Poor-john and apple pies are all our fare. --Sir J. Harrington.
A "poor-john" is a small European fish, similar to the cod, but of inferior quality.
In LOST, Poor John meant poor John Locke. His character did not live his life or died well.
John was a loner from day one. Abandoned by his crazy mother, he bounced from foster home to foster home. He never made any true friends. He never assimilated into his foster homes. He was academically sound, but his fantasy-dreams of being a popular jock got into his way. As a result of his stubborn self-imagine of himself, he left a professional career track to one of being a low wage semi-skilled worker from odd job to odd job.
Along the way, there was an inner desire to create a family. He wanted to care, comfort and support that was missing in his life. He did not find it in his various jobs with his co-workers. He was socially inept in dating circles, fumbling around even with phone sex workers. He even tried to join a commune as a means of trying to get accepted into a large group. But that was a failure.

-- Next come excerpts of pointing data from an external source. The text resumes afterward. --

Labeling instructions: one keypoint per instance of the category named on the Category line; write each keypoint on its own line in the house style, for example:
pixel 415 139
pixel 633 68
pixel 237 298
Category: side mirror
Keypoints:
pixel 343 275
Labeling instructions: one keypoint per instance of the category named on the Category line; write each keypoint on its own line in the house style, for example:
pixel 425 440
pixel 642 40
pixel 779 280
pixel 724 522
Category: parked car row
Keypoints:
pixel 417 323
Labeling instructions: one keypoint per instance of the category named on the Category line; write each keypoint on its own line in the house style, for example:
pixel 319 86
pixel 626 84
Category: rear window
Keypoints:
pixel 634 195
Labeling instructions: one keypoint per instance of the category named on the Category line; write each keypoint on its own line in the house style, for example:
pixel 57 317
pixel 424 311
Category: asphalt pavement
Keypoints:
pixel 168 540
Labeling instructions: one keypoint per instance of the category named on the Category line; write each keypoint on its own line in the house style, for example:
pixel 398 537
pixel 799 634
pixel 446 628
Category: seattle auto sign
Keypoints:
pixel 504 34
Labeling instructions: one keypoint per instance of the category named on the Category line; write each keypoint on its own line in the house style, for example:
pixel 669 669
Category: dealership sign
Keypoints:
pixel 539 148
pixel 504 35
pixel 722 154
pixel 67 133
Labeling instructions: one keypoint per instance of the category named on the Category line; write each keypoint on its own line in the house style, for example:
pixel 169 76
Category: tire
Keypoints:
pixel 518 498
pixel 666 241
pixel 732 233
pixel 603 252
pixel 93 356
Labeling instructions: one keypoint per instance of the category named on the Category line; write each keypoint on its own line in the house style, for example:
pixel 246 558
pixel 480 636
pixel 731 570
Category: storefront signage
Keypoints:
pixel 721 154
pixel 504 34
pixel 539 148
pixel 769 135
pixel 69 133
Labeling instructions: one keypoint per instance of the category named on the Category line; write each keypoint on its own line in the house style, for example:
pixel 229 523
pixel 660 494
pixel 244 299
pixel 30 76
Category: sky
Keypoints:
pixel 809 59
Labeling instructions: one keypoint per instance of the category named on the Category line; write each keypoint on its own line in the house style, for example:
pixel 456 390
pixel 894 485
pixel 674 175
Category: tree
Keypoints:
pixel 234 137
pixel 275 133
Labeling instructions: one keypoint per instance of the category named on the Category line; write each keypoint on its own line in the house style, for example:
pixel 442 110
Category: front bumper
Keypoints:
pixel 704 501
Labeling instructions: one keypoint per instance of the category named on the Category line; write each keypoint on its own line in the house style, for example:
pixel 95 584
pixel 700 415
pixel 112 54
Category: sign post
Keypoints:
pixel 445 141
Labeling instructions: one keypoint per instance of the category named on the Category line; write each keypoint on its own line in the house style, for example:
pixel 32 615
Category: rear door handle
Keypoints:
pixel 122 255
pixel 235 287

From an average, objective standard, John Locke lived an unhappy life. Sociologists would classify him as one of the underclass; an underachiever who failed to reach his potential. He was a reactionary to the negative events around him, and rarely ever met the challenge to change his state in life.
One can be poor economically, socially and spiritually.
Locke was poor in all three of those categories.
Because of those deficiencies, Locke grasped at his chance to be something different on the island. But no matter how he acted, how other people viewed him would return to his off-island loneliness.
Did he have any true friends on the island? No.
Did he make any lasting impacts, or change someone's life for the better? No.
Did anyone on the island mourn him when his body was found in the crate? No.
Only Jack had a drug induced reaction to Locke's death on the mainland - - - but that was not mourning Locke as a friend, but Jack realizing his own personal mistakes and failure as the castaways leader. Locke's death sparked Jack to return to the island, for no apparent reason except to finish what he had started: rescuing his fellow passengers. But at the time, he did not know if anyone was left to rescue.
So Locke lived and died a poor life. Which is ironic since he was a popular character on the show.